Has anyone done number 20 in sec 4.1 yet? I'm not sure how to get started...
T. Qu: Does anyone know how to do #50 in section 4.1?
It is asking us to prove that for any number n (lets say 4) you can pick n+1 integers (5) that are either less than or equal to 2n (8) at least one of the chosen integers can divide one of the other chosen integers in the set.
So if n=4 then the integers that are available to choose from are less than or equal to 2n=8
1, 2, 3, 4, 5, 6, 7, 8
We then choose any 5 (n+1) of these integers and we will see that it is not possible to choose 5 without having at least one of the integers able to divide another.

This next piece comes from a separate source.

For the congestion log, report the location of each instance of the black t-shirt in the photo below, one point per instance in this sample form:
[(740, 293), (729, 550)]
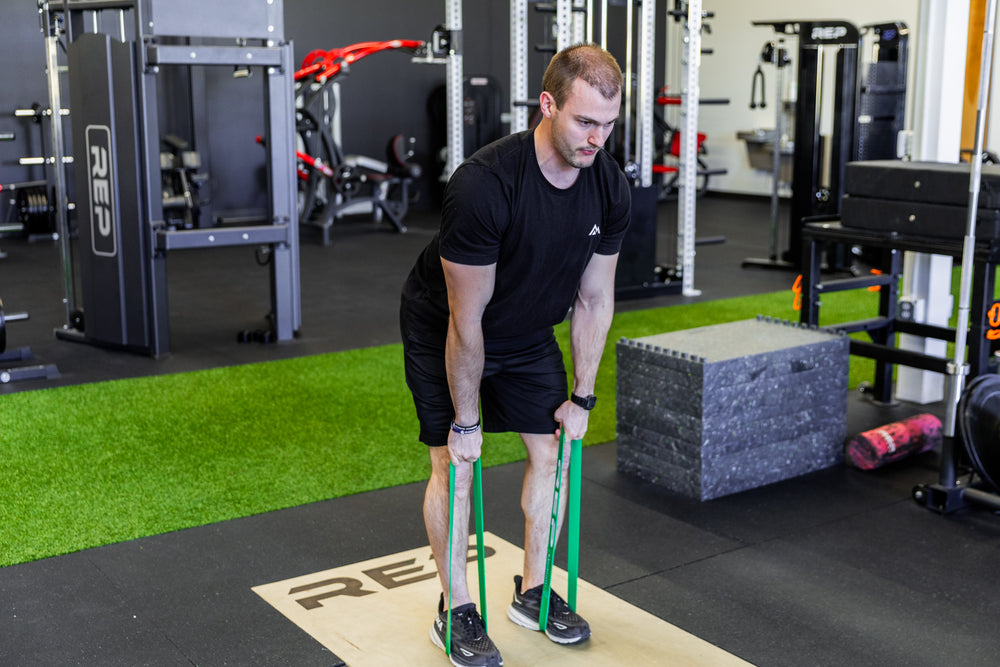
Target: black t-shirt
[(499, 207)]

This is not an answer to the problem. I am just trying to make it more clear what it is asking for anyone who found the statement of the problem confusing.
I havent really solved this yet, but i did notice that the number of elements in the "pool" you can choose from is for the inductive case, 2k elements. the number of elements you are choosing is k+1. k+1 is more than half of the pool of 2k elements. from the example n = 4, from 8 elements you choose 5, where 5 > 8/2. i think you may be able to derive something from that fact. also for n = k+1, the pool is 2k+2, and you choose k+2 elements, > (2k+2)/2 = k+1. so the inductive case would hold.
i dont know if this helps, im kind of stuck too, but some thoughts.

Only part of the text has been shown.